Visaria, thanks for your contributions to the thread. The person who came up with the strategy you speak of is nonlinear5.
I'll take the credit for calculating the bet allocations, but the idea of arbitrage is that of SplawnDarts. Yes, if the utility function that we seek is the terminal wealth (rather than the log of terminal wealth), then everything changes. To maximize terminal wealth with a fixed proportional bet, you'd bet 100% on R16, on every spin. And, as you suggested, you can do even better with a variable bet which changes depending on the result of the previous spin. However, I disagree with your assertion that maximization of terminal wealth makes more sense than maximization of the log of the terminal wealth. The former utility function has all the properties of irrational gambling, while the latter one approximates the rational, risk-averse behavior.

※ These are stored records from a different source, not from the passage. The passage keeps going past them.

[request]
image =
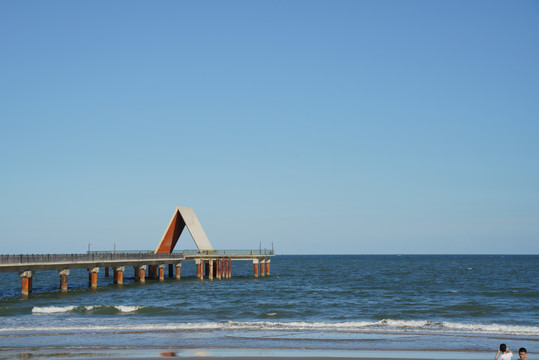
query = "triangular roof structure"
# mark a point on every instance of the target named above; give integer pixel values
(183, 216)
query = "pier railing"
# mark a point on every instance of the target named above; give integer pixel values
(228, 252)
(194, 252)
(88, 257)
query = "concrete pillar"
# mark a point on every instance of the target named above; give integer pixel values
(26, 282)
(162, 272)
(218, 269)
(267, 266)
(119, 275)
(255, 262)
(63, 279)
(178, 270)
(200, 273)
(92, 277)
(152, 272)
(142, 273)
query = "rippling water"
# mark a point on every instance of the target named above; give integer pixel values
(346, 303)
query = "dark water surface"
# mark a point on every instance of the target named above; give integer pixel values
(345, 304)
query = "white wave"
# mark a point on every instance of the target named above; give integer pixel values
(383, 326)
(52, 309)
(62, 309)
(127, 308)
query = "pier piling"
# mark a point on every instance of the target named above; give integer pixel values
(26, 282)
(119, 275)
(178, 270)
(92, 277)
(255, 262)
(63, 279)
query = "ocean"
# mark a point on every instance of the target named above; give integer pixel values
(409, 306)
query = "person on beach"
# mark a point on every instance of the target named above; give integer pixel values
(506, 354)
(523, 354)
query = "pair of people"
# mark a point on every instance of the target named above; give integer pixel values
(505, 354)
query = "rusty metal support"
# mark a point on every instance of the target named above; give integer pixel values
(92, 277)
(178, 270)
(142, 273)
(63, 279)
(26, 282)
(162, 272)
(255, 263)
(119, 275)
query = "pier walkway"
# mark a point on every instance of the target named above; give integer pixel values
(210, 263)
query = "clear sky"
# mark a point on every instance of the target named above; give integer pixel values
(343, 127)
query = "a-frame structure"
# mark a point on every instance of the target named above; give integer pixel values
(183, 217)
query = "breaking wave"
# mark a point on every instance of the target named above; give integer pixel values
(80, 309)
(382, 326)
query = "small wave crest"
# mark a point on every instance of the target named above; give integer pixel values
(384, 326)
(81, 309)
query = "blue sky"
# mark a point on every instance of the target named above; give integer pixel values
(319, 126)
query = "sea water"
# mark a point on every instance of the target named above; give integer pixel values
(459, 307)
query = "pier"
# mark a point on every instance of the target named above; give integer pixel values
(210, 263)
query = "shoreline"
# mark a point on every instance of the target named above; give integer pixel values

I thought about this problem of "terminal wealth maximization" vs "log of terminal wealth maximization", and here is what I figured out. Let's say you know for sure that you have only one day left to live, and that you can play the originally proposed game with your entire wealth. Furthermore, assume that you don't care what happens after you die (i.e. you don't care about who inherits your debt or wealth). What would then be your strategy with this original game? The answer, it seems to me, would be to seek the "terminal wealth maximization", i.e. bet your entire wealth on R16, on every spin of the wheel. If you lose everything, you don't care. If you win, you can potentially win an astronomical amount of money (35^10 times your initial wealth). This mental experiment does support your advocacy of the "terminal wealth maximization", because, effectively, every spin is the last spin that you can ever bet on. But this is different from the case when you expect to live a number of years, because in these coming years you'd have any chances to play similar games of weighted odds. Just because the original game ends after 10 spins, it should not be treated as the last game you can play.

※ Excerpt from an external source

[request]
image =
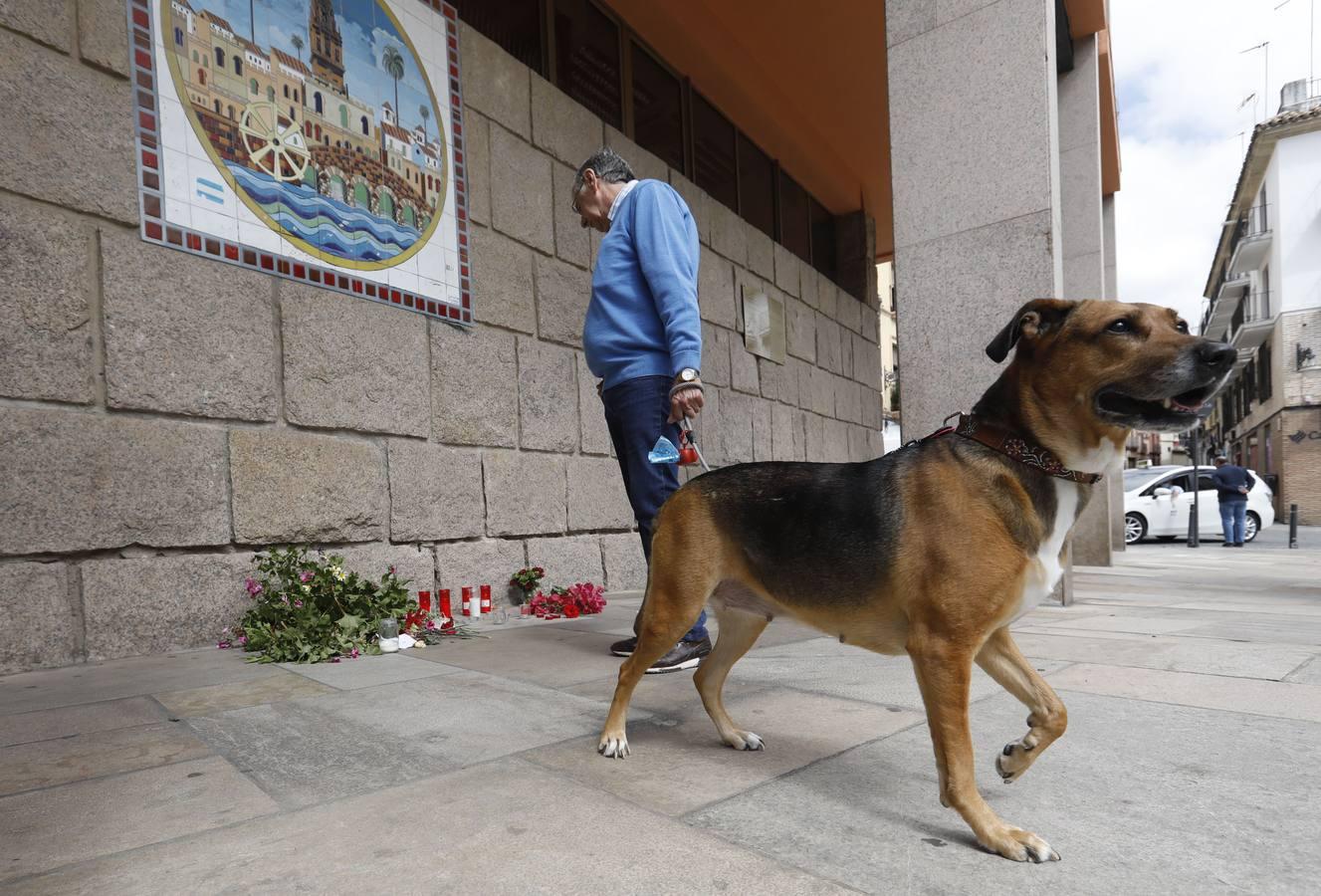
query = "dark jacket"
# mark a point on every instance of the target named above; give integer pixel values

If i knew i had only 1 more day to live, i wouldn't be wasting my time playing a roulette game regardless of how much ev there was! The value of the time i had left would outweigh any possible monetary gain.
markettimer, you only have $1000. That is it. No million, no outside investors, nothing mate apart from a grand. Either you do the fractional betting as discussed in the thread or you go for the "arbitrage " where you allocate the entire bankroll across the wheel such that you make money on each spin.